A Terra se move em torno do Sol a uma velocidade de 29 km/s, e isto deveria representar uma variação da velocidade da luz significativamente maior do que a margem de erro das medições realizadas da época. A diferença entre a velocidade média da luz e as velocidades mínima e máxima medidas seria uma prova e uma quantificação do próprio deslocamento da terra através do éter

Não foram Michelson e Morley que conceberam essa experiência. A idéia dela era antiga. (Até mesmo Einstein relata ter idealizado em sua juventude um experimento desse tipo, que nunca foi colocado em prática.) A principal contribuição desses cientistas foi o aperfeiçoamento da técnica das medições e a qualidade dos resultado auferidos. O próprio Michelson já havia realizado experiências semelhantes, com resultados semelhantes, em 1881.

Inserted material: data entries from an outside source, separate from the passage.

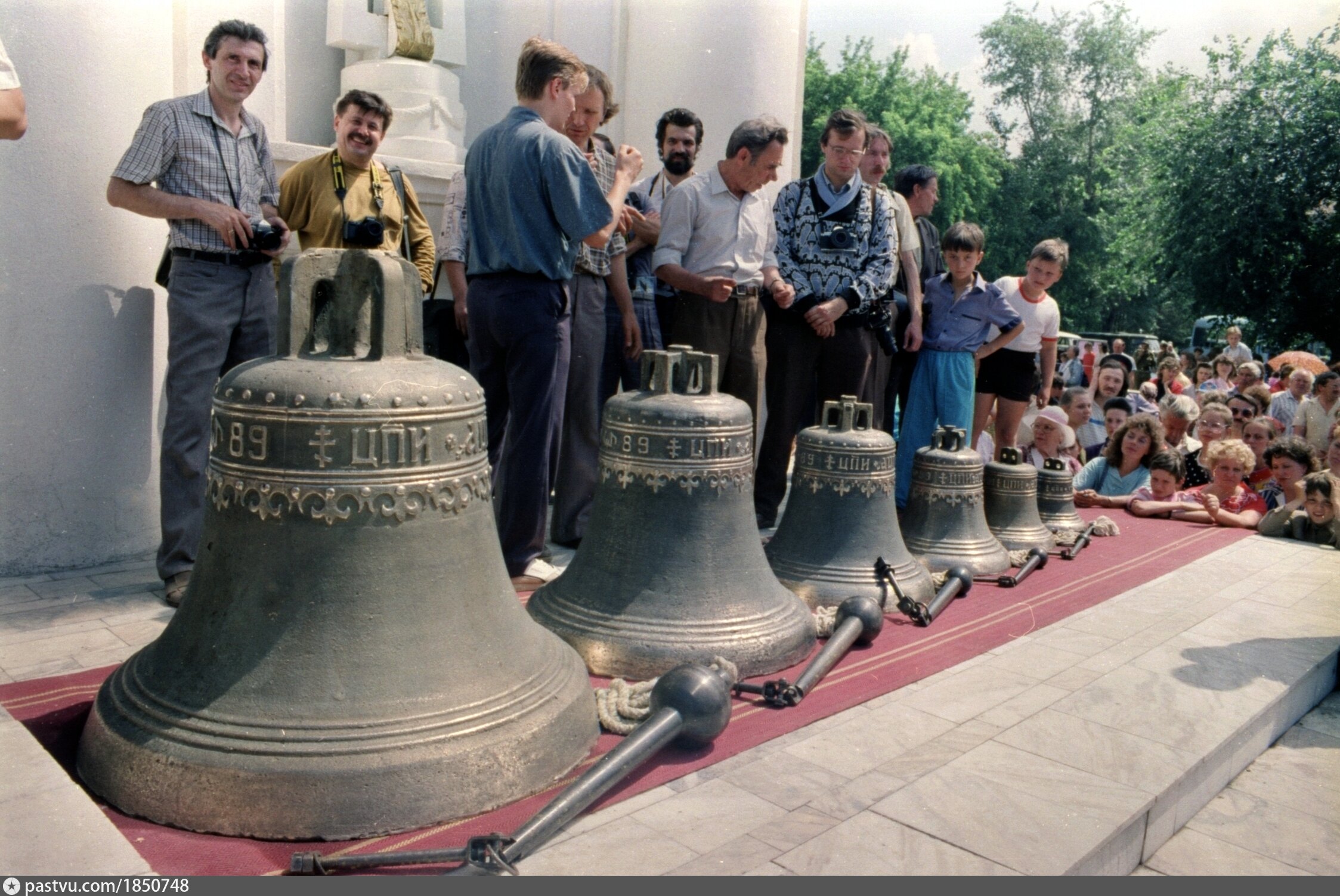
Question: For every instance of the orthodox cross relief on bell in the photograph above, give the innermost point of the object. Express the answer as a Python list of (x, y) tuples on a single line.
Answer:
[(671, 569), (840, 514), (350, 658)]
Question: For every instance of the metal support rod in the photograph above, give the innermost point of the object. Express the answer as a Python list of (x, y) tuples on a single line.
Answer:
[(859, 621), (614, 767), (1081, 543), (1036, 560)]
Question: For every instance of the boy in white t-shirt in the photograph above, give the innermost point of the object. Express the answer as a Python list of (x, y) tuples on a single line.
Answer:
[(1007, 379)]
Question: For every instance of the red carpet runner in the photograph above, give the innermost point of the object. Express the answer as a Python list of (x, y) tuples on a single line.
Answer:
[(54, 709)]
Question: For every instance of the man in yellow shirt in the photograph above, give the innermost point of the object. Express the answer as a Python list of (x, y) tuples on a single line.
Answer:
[(345, 200)]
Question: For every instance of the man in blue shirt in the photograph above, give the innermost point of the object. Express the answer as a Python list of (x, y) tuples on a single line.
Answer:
[(960, 308), (533, 197)]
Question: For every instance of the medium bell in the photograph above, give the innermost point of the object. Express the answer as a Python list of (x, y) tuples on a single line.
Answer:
[(671, 569), (1056, 497), (840, 516), (944, 524), (1012, 504), (350, 658)]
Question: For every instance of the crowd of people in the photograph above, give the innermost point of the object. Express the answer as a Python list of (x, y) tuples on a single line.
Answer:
[(561, 264)]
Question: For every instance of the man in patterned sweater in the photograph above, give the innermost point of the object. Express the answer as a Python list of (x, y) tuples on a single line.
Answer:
[(835, 248)]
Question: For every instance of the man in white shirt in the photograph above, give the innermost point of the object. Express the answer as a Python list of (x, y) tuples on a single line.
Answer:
[(717, 249)]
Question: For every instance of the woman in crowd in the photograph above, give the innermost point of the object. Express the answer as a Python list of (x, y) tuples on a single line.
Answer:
[(1227, 501), (1216, 420), (1320, 411), (1109, 481), (1332, 460), (1224, 371), (1312, 519), (1243, 408), (1289, 460), (1170, 378), (1115, 413), (1178, 414), (1145, 362), (1053, 435), (1257, 435)]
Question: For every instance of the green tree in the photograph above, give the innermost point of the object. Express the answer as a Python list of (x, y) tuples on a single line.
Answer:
[(1254, 180), (1066, 90), (926, 114)]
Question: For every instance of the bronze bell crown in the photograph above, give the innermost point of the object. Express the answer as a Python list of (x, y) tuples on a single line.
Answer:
[(350, 656), (671, 569), (1011, 491), (945, 524), (1056, 497), (840, 514)]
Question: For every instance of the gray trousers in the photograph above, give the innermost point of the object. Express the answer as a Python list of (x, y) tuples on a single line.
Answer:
[(579, 448), (735, 333), (218, 318)]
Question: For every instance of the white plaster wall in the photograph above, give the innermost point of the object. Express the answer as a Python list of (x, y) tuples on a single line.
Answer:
[(83, 338), (83, 343)]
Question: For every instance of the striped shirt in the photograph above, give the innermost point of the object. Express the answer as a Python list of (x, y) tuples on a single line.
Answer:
[(175, 147), (597, 262)]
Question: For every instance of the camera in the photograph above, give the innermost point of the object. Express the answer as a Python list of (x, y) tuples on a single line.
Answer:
[(837, 237), (882, 323), (266, 237), (364, 234)]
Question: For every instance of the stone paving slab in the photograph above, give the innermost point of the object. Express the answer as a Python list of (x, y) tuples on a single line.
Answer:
[(1083, 746)]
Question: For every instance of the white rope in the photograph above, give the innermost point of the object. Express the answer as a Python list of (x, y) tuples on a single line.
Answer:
[(826, 621), (623, 706)]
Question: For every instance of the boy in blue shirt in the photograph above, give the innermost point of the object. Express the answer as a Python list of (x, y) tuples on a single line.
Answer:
[(960, 308)]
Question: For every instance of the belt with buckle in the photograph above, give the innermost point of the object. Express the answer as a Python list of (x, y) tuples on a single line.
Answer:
[(235, 259)]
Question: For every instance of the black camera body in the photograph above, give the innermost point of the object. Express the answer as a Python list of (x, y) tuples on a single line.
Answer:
[(365, 234), (837, 237), (266, 237), (881, 322)]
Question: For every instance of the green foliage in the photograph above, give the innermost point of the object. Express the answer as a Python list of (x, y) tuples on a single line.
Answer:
[(926, 116), (1255, 182), (1181, 196)]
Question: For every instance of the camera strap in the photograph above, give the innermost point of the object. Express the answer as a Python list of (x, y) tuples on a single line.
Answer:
[(342, 189), (213, 132)]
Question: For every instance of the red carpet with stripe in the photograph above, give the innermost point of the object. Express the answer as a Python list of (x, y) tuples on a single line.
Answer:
[(55, 709)]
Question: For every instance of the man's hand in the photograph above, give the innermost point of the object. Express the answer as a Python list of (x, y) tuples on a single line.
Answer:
[(912, 337), (232, 225), (826, 312), (720, 289), (627, 161), (286, 235), (462, 314), (646, 227), (632, 338)]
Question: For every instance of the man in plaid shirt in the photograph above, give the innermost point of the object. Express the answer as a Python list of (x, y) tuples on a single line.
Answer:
[(215, 184)]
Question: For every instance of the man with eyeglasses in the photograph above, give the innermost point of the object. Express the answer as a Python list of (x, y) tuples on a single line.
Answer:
[(837, 248)]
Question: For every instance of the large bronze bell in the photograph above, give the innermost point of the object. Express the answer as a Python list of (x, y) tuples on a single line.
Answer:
[(1056, 497), (840, 516), (671, 569), (350, 658), (1012, 504), (944, 524)]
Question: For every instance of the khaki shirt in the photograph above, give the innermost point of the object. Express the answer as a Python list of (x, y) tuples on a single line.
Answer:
[(310, 208)]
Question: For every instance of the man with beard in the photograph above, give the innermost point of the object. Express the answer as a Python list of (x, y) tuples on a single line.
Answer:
[(679, 141)]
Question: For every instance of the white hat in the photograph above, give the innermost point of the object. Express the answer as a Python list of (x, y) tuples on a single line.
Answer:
[(1056, 416)]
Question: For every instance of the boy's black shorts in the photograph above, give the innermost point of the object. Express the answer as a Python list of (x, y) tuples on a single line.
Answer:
[(1010, 374)]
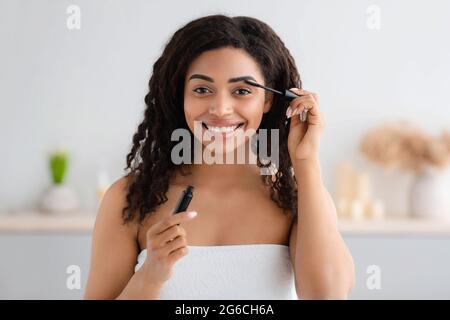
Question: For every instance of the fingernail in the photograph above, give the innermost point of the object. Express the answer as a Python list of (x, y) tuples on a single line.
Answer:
[(192, 214), (289, 112)]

Foi, porém, o resultado da experiência de Albert Michelson e E. Morley, realizada em 1887, que conseguiu convencer o mundo científico, e que, por isso, entrou para a história. Essa experiência mostrou que a velocidade da luz era a mesma em qualquer direção relativa ao movimento da Terra em sua órbita. A velocidade era sempre a mesma: tanto na direção do movimento da Terra; como na direção contrária ao movimento da Terra; como em direções perpendiculares ao movimento da Terra. Seria como se, em nosso barco-fantasma, mesmo movendo-nos à velocidade de 1 km/h, a velocidade de propagação das ondas continuasse a ser 10 km/h, em todas as direções.

A experiência foi repetida em diversos meses do ano (portanto em diversos pontos da órbita da Terra em torno do Sol) e o resultado foi sempre o mesmo.

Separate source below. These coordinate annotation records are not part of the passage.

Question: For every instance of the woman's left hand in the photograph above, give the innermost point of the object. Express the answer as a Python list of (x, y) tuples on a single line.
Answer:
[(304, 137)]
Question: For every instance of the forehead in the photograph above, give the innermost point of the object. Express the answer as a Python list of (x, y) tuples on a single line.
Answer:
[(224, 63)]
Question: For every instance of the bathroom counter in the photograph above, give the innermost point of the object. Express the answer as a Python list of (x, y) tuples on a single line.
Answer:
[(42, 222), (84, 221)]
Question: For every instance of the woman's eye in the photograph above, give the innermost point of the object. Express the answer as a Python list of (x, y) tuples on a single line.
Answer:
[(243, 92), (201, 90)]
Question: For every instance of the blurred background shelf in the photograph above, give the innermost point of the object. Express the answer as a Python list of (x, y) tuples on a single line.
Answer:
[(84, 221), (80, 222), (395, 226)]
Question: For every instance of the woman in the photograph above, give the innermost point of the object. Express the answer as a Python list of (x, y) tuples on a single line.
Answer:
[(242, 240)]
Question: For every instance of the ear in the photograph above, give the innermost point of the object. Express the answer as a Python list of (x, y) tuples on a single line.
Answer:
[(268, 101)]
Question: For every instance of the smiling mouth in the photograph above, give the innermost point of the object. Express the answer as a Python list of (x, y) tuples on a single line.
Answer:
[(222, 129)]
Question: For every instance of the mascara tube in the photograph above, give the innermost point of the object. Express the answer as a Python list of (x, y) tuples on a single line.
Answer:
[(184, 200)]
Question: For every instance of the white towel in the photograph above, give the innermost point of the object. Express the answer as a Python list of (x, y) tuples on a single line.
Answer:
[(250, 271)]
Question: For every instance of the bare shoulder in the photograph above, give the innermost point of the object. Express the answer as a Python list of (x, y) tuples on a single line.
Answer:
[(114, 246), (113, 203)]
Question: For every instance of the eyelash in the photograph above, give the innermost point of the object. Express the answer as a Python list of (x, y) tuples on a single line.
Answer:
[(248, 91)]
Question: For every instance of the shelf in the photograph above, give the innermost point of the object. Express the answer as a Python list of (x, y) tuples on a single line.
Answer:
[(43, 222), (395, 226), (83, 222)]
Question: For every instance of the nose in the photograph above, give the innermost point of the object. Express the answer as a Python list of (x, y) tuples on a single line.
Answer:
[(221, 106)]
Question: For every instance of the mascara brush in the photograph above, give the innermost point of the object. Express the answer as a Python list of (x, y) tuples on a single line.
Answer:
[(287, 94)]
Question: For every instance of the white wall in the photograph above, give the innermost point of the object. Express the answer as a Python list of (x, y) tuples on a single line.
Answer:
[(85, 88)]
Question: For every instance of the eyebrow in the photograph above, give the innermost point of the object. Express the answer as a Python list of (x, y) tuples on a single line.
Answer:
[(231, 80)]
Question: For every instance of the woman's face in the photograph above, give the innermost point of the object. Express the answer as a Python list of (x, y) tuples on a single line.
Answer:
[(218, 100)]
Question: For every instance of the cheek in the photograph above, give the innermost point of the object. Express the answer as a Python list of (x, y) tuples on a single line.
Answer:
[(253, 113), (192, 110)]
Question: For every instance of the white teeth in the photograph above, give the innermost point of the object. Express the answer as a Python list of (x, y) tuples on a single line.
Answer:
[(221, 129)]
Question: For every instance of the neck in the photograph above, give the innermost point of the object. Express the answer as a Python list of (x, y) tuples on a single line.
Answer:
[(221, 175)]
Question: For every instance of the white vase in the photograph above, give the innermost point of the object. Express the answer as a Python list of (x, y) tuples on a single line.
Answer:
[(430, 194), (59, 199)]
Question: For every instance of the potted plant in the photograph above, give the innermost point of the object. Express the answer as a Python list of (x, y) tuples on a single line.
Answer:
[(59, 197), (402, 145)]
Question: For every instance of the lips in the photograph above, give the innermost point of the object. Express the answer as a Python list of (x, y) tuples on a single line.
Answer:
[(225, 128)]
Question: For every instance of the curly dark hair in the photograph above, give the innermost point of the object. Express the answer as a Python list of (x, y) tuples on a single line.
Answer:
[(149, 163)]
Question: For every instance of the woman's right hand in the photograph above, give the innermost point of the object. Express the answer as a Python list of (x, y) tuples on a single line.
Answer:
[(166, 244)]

O físico holandês Hendrik Antoon Lorentz (1853-1928), que havia duvidado do resultado da experiência de Michelson de 1881, levou muito a sério o resultado da de 1887. Ele tentou explicar essa aparente uniformidade da velocidade da luz através de uma contração do tamanho dos corpos ao se movimentarem pelo éter, proporcional ao quadrado da razão de suas velocidades pela velocidade da luz. FitzGerald propôs uma teoria quase idêntica, que acabou conhecida como a contração de Lorentz-FitzGerald.

Em 1989, o Engenheiro, Matemático e Físico Francês Jules Henri Poincaré (1854-1912) afirmou que não temos intuição direta sobre a igualdade de dois intervalos de tempo, já apontando na direção da Relatividade Restrita, onde a constância de velocidade da luz é explicada sem a necessidade de contrações de tamanho, mas alterando-se a percepção do tempo. O mesmo Poincaré, em 1900, questionou a existência do éter, e, em 1904, sugeriu que, considerando-se que não existe repouso absoluto nem movimento absoluto, diferentes observadores em diferentes situações poderiam ter relógios que marquem diferentes tempos.

Em 1905 Einstein publicou a Teoria da Relatividade Restrita afirmando que a velocidade da luz é constante para qualquer observador, independente de qualquer movimento da fonte ou do observador.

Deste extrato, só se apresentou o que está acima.